Dies vor allem, der Richtungswechsel des Wassers, gibt einen Schlüssel zum Verständnis des Romans vor. Denn wo üblicherweise ein Fluss von der Quelle zum Meer als Bild für die nicht zufällig "verrinnende" Zeit dient, da wird hier auf die gewaltsame Rückkehr in die Vergangenheit gezielt und der Fallmeister, der Wächter über den Weißen Fluss, hinter dem man eine Art Donau vermuten kann, kaum zufällig als ein Mann geschildert, der die Gegenwart hasst und den Zeitläuften jedenfalls nicht folgen will.
Aus der Perspektive des Romans, der etwa zweihundert Jahre in der Zukunft spielt, ist eine solche Abkehr nur zu verständlich. Ransmayrs Erzähler, als Spezialist für Wasserbau ein hochbegehrter Mitarbeiter international agierender Konzerne, schildert eine Welt, deren politische Systeme in kleine Einheiten zerfallen sind und so den mächtigen Syndikaten nichts entgegenzusetzen haben. Der Klimawandel bringt Überschwemmungen und Stürme hervor, zugleich ist das Trinkwasser knapp, und die Allerweltsprognose, dass die Kriege der Zukunft ums Wasser geführt würden, ist hier vollständig eingetroffen, ergänzt allerdings um terroristische Anschläge auf die knappe Ressource - das Vergiften von Trinkwasservorräten scheint hier bereits traurige Wirklichkeit.

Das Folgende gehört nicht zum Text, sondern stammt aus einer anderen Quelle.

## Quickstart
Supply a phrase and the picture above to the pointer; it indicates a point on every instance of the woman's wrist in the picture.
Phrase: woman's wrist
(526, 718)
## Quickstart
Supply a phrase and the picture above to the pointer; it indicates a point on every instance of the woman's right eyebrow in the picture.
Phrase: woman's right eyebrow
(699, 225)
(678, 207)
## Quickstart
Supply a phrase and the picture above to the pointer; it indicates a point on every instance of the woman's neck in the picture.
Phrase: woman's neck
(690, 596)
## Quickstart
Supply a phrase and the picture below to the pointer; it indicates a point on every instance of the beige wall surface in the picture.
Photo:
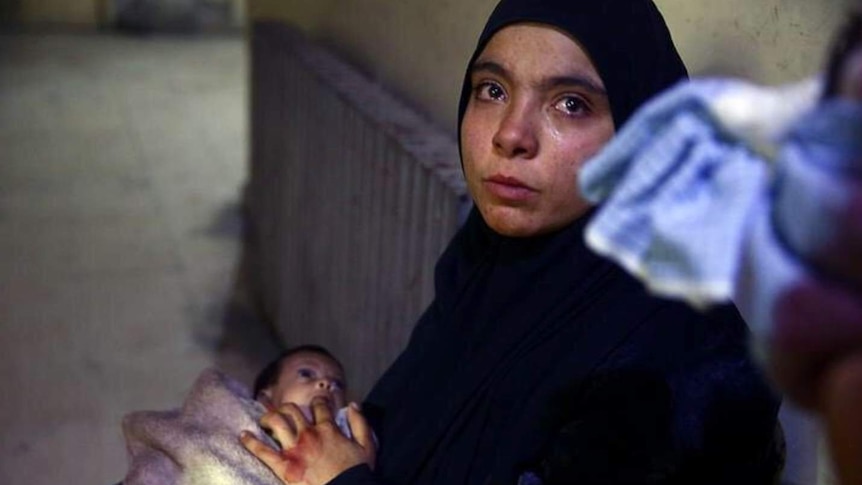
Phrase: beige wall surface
(419, 48)
(74, 12)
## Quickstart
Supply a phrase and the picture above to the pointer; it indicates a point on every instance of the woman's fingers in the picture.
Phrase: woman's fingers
(270, 457)
(285, 424)
(362, 433)
(321, 411)
(815, 325)
(840, 402)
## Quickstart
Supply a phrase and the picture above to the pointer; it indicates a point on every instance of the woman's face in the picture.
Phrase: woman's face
(537, 111)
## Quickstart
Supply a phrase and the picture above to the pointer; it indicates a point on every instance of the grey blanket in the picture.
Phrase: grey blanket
(198, 443)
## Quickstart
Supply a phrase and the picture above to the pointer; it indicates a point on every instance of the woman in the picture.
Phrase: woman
(538, 361)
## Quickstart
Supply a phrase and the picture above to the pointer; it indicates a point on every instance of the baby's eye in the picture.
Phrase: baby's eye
(490, 91)
(572, 106)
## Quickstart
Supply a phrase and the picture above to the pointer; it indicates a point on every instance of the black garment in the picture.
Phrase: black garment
(537, 355)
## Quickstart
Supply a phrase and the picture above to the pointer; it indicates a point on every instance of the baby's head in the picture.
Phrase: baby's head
(299, 375)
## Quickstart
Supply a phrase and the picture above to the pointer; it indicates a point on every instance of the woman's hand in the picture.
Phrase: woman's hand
(313, 453)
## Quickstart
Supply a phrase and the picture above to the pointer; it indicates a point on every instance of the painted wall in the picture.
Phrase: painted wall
(92, 13)
(70, 12)
(420, 48)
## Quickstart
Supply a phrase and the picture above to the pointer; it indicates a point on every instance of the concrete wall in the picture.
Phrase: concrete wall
(91, 13)
(72, 12)
(419, 47)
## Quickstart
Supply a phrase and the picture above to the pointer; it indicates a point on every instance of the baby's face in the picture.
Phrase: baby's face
(303, 377)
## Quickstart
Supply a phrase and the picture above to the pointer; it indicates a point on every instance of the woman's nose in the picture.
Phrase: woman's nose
(516, 135)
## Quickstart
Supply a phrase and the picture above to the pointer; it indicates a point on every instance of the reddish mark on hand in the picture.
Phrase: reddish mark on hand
(295, 462)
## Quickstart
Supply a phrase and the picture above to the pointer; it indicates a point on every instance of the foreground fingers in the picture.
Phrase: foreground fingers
(815, 325)
(840, 402)
(321, 411)
(285, 424)
(270, 457)
(362, 433)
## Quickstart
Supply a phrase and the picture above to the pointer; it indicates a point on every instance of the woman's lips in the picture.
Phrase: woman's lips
(509, 188)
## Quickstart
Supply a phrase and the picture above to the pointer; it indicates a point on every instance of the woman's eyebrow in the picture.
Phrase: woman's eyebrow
(489, 66)
(573, 80)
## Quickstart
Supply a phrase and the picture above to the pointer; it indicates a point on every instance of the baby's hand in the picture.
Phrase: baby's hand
(315, 452)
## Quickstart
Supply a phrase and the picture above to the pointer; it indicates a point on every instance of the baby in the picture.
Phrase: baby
(299, 375)
(722, 190)
(198, 443)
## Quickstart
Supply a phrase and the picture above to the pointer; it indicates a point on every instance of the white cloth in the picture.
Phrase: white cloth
(717, 190)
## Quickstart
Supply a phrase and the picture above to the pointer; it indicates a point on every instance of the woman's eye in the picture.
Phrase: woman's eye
(490, 91)
(572, 106)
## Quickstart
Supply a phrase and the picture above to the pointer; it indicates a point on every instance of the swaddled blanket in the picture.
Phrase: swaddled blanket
(198, 444)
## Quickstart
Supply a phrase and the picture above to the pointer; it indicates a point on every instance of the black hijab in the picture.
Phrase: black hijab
(516, 320)
(627, 41)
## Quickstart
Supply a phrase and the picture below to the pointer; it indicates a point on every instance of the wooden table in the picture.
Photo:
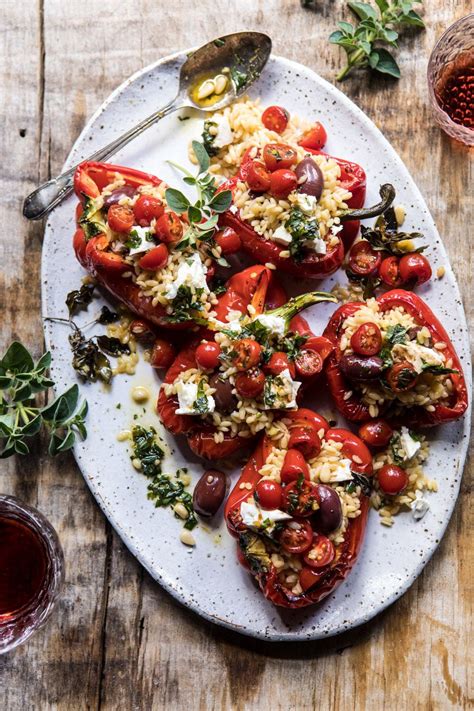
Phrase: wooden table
(117, 640)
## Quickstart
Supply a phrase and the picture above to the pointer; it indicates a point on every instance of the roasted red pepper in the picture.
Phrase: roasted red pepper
(351, 406)
(318, 583)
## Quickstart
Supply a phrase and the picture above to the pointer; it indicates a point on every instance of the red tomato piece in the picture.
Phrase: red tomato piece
(156, 258)
(275, 118)
(367, 340)
(147, 208)
(120, 218)
(207, 355)
(297, 537)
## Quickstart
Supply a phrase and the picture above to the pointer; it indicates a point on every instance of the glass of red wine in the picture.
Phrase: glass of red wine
(451, 80)
(31, 571)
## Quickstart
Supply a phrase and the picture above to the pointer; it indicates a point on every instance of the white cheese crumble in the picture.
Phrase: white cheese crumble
(191, 272)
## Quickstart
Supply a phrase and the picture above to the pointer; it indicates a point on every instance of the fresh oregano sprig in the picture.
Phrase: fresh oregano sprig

Dies allerdings nur so weit, wie wir dem Erzähler trauen können. Dass seine Ansichten und Überzeugungen immer wieder durch die Realität in Frage gestellt werden, zieht sich durchs Buch und hat sich mit den Jahren geradezu als Konstante von Ransmayrs Erzählen etabliert. Dass er es tosen hört in seinem Kopf, sagt der Hydrotechniker häufiger, und dass es um seine Kommunikation mit anderen nicht zum Besten steht, teilt sich auch rasch mit - lieber, als mit Menschen zu reden, schreit er gegen das Geräusch reißender Ströme an.

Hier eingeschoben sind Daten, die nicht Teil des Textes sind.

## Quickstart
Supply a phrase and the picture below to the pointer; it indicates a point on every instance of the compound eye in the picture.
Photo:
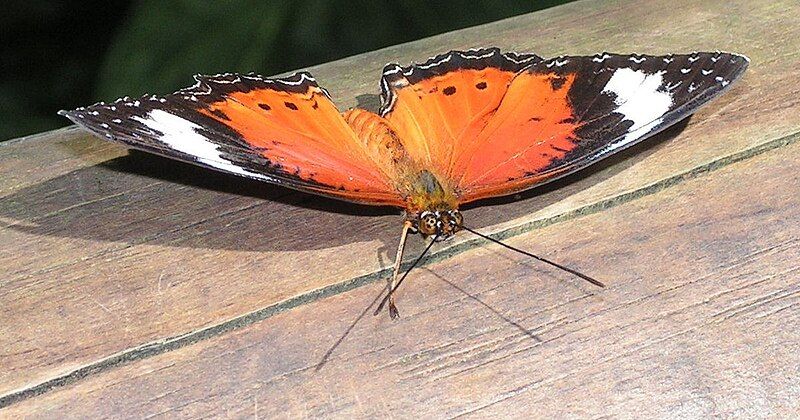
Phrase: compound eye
(428, 225)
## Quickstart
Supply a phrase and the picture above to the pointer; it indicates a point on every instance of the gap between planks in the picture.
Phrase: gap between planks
(175, 342)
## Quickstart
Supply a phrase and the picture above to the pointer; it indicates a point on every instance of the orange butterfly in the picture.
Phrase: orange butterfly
(463, 126)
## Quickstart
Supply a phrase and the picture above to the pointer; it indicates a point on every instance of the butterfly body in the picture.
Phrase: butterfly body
(460, 127)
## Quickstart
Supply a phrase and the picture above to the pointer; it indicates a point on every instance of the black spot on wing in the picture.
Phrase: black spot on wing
(220, 114)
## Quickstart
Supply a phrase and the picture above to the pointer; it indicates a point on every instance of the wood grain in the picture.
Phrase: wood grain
(700, 319)
(107, 257)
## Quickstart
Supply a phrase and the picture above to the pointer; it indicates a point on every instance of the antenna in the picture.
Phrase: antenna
(544, 260)
(394, 314)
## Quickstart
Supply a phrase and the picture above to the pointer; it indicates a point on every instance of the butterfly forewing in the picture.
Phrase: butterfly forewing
(562, 114)
(285, 131)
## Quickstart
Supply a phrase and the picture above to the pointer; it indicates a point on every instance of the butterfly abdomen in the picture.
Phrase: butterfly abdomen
(381, 140)
(423, 189)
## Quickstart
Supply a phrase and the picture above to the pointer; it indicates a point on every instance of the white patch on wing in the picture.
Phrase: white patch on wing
(183, 136)
(639, 99)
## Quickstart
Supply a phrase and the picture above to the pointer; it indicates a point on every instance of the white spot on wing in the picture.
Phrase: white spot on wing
(182, 136)
(639, 99)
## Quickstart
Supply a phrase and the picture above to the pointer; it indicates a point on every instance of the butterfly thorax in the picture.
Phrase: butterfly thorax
(432, 208)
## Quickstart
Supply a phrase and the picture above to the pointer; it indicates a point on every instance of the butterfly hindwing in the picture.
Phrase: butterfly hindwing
(562, 114)
(284, 131)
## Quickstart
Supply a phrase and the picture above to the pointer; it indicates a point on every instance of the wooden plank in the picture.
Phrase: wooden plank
(700, 318)
(136, 252)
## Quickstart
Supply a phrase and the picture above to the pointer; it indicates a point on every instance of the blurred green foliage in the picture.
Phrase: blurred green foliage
(76, 53)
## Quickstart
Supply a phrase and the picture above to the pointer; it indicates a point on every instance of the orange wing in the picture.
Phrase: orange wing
(285, 131)
(563, 114)
(491, 124)
(439, 107)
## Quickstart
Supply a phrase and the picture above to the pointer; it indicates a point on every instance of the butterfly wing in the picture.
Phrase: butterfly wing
(563, 114)
(285, 131)
(441, 105)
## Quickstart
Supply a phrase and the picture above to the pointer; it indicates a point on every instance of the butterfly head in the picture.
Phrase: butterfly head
(441, 223)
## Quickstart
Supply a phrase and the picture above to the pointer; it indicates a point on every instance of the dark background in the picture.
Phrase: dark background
(59, 54)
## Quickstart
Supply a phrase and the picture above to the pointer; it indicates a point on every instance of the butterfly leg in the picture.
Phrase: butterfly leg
(393, 312)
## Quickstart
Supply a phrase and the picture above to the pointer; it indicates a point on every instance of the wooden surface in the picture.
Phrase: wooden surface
(131, 286)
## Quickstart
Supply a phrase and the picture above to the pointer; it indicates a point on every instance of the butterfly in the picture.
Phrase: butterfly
(460, 127)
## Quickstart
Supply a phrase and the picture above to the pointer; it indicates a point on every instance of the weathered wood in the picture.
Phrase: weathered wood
(105, 257)
(700, 319)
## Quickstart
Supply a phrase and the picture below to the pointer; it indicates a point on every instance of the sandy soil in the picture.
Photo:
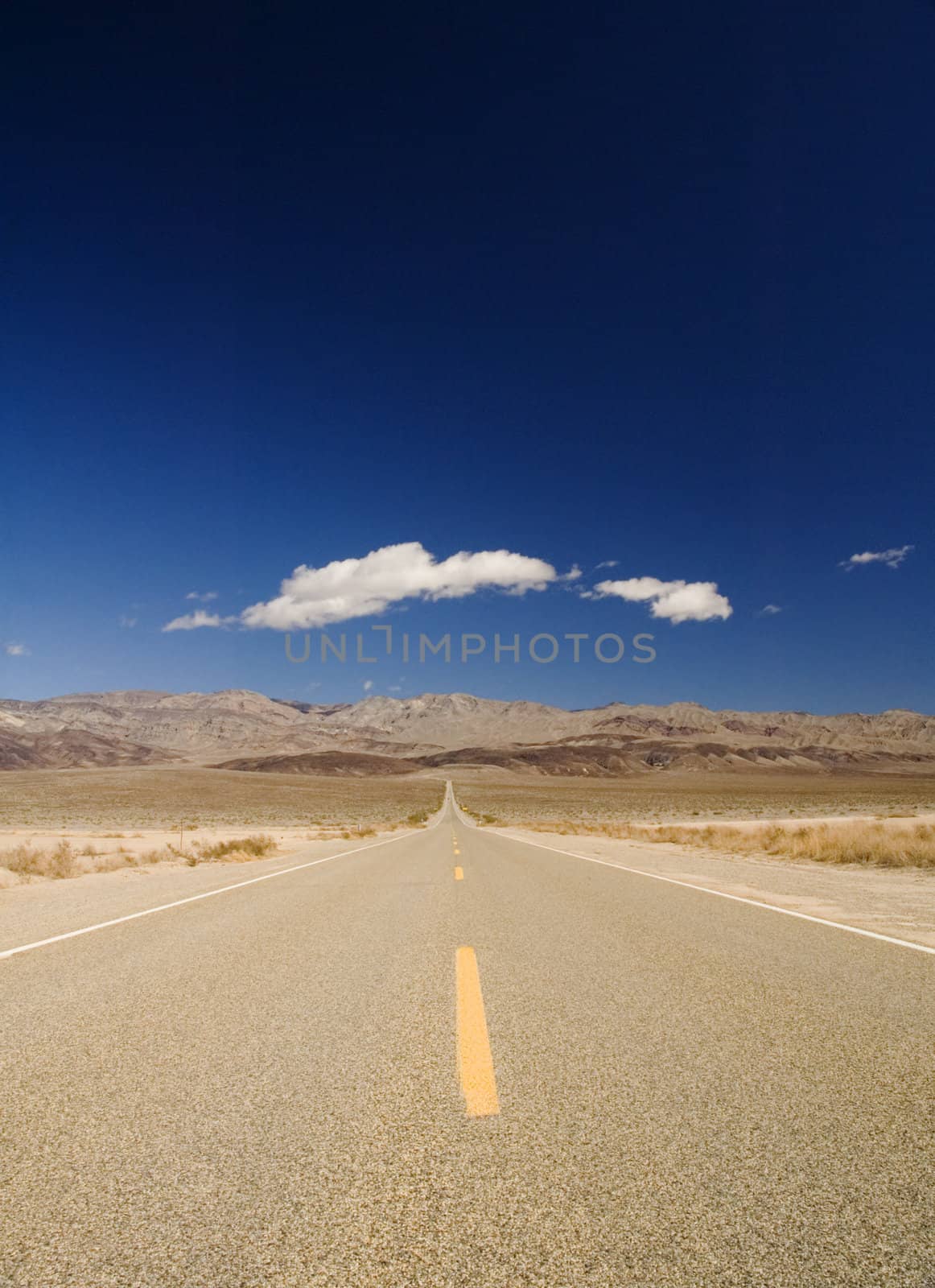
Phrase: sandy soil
(892, 902)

An solchen Stellen kommt der Roman, der seine Bilder bisweilen leider ärgerlich deutlich auslegt, zu sich selbst. Denn so, wie es darin eigentlich um eine faszinierte Darstellung des Wassers in all seinen Erscheinungsformen geht, um Landschaften, die von ihm geformt und bestimmt sind, um Strömungen und Rinnsale, um Meereswogen und Stauseen, und so seltsam blutleer viele der Figuren dieses an nur wenigen von ihnen interessierten Erzählers wirken, so eindeutig tritt dieser Erzähler in Konkurrenz zum Wasser, wenn es um sein Handwerk geht.

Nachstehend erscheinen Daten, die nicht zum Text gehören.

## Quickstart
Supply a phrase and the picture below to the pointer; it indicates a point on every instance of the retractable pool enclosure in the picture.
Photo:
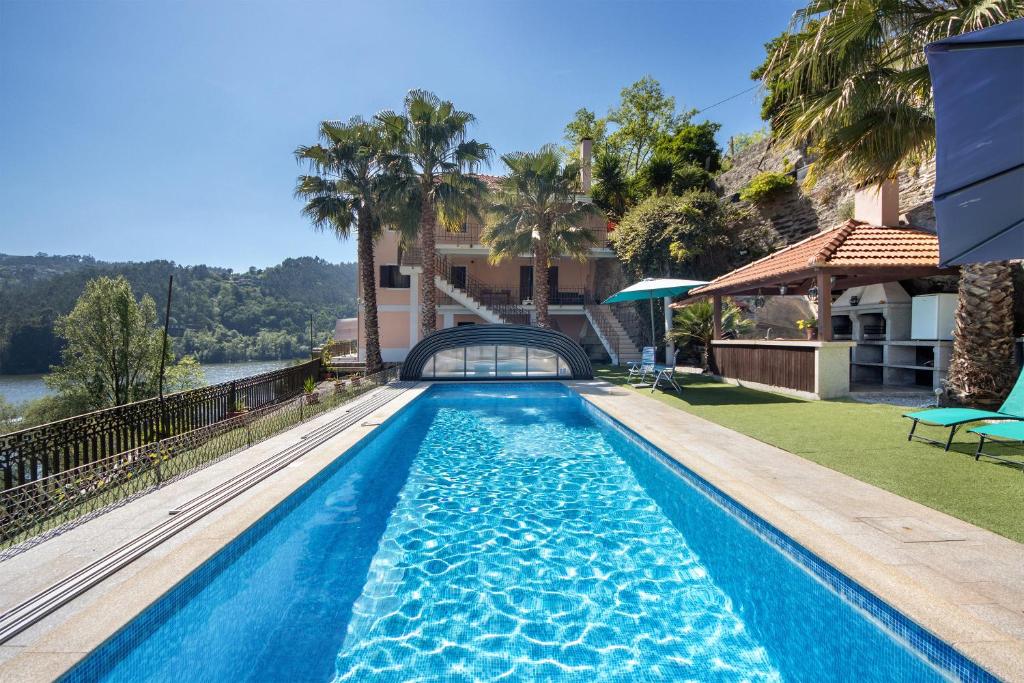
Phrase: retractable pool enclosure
(497, 351)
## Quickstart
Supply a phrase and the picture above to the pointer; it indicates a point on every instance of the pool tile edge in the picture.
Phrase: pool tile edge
(53, 652)
(998, 652)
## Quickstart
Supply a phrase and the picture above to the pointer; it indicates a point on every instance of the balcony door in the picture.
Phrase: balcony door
(458, 276)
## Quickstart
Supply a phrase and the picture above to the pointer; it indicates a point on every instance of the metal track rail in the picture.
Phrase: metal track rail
(52, 598)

Auf der Handlungsebene besteht es darin, dem Wasser seinen Weg zu weisen, Kanäle und Dämme anzulegen. Umgekehrt schmiegt er sich ihm aber im Handwerk des Erzählens an, so lange, bis er sich selbst mit Wassermetaphern belegt, wenn er sich durch ein zerfallenes "Scherbenland" Europa auf die Küste zubewegt. "Die Unaufhaltsamkeit meiner Reise ans Meer" erinnert ihn "an die Strömungsgeschwindigkeit eines seiner Mündung entgegendrängenden Fließgewässers", und noch im allerletzten Satz des Romans nennt er sich "unbeirrbar wie ein Rinnsal". Er schreibt in den Sand, die Wellen löschen seine Worte aus. Und bietet dem Element mit seinem Roman doch ausdauernd die Stirn.
TILMAN SPRECKELSEN
Christoph Ransmayr: "Der Fallmeister". Eine kurze Geschichte vom Töten.
S. Fischer Verlag, Frankfurt 2021. 224 S., geb., 22,- [Euro].